Big Data Risk Analytics for Engineering Management and Public Policy
Start Date:January 19, 2021
Learning Objective:After taking this class students should be able to:
- Delineate the key elements in risk analysis
- Us the R programming language for statistical analyses and inferencing
- Assess models' generalizability, predictive accuracy and bias-variance trade-off
- Develop regression or classification models to draw insights for engineering management and public policy applications using real data
- Understand the underlying theory behind the most widely used algorithms in supervised and unsupervised learning that are covered in class
In this course, I will first cover the foundational principles in risk analysis and will then delve into methods used for developing quantitative risk analytics.
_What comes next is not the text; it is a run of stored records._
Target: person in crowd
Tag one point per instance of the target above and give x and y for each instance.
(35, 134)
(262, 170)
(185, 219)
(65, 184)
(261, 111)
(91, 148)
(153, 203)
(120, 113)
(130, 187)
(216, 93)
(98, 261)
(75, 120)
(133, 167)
Big data risk analytics leverages computational statistics and data mining to build predictive models based on large data sets to draw insights for engineering management and public policy application areas. As data becomes more prevalent across many different areas of importance in engineering, policy analysis, and management, predictive risk analytics is emerging as an increasingly important topic. This course assumes a working knowledge of probability and statistics and builds from this to introduce modern supervised and unsupervised learning techniques. Besides covering the foundations in risk analysis as well as the key principles for developing predictive risk models with high generalization performance, the course will also cover a range of semi- and non-parametric algorithms (e.g., generalized additive models, tree-based models, neural nets, support vector machines), meta-algorithms (e.g., boosting and bagging) as well as widely used unsupervised learning techniques such as PCA and clustering.
Spring 2021 Syllabus
Prerequisites:Familiarity with computer programming (preferably R), and STAT 512, IE 23000&33000 or equivalent
Applied / Theory:50 / 50
Textbooks:Risk Analysis by T. Aven, Second Edition by Wiley
The Elements of Statistical Learning Theory by T. Hastie, R. Tibshirani, and J. Friedman, published by Springer. NOTE: You can download this book free at: http://www-stat.stanford.edu/~tibs/ElemStatLearn/
A Handbook of Statistical Analyses Using R, Second Edition, B.S. Everitt and T. Hothorn. CRC Press (2010).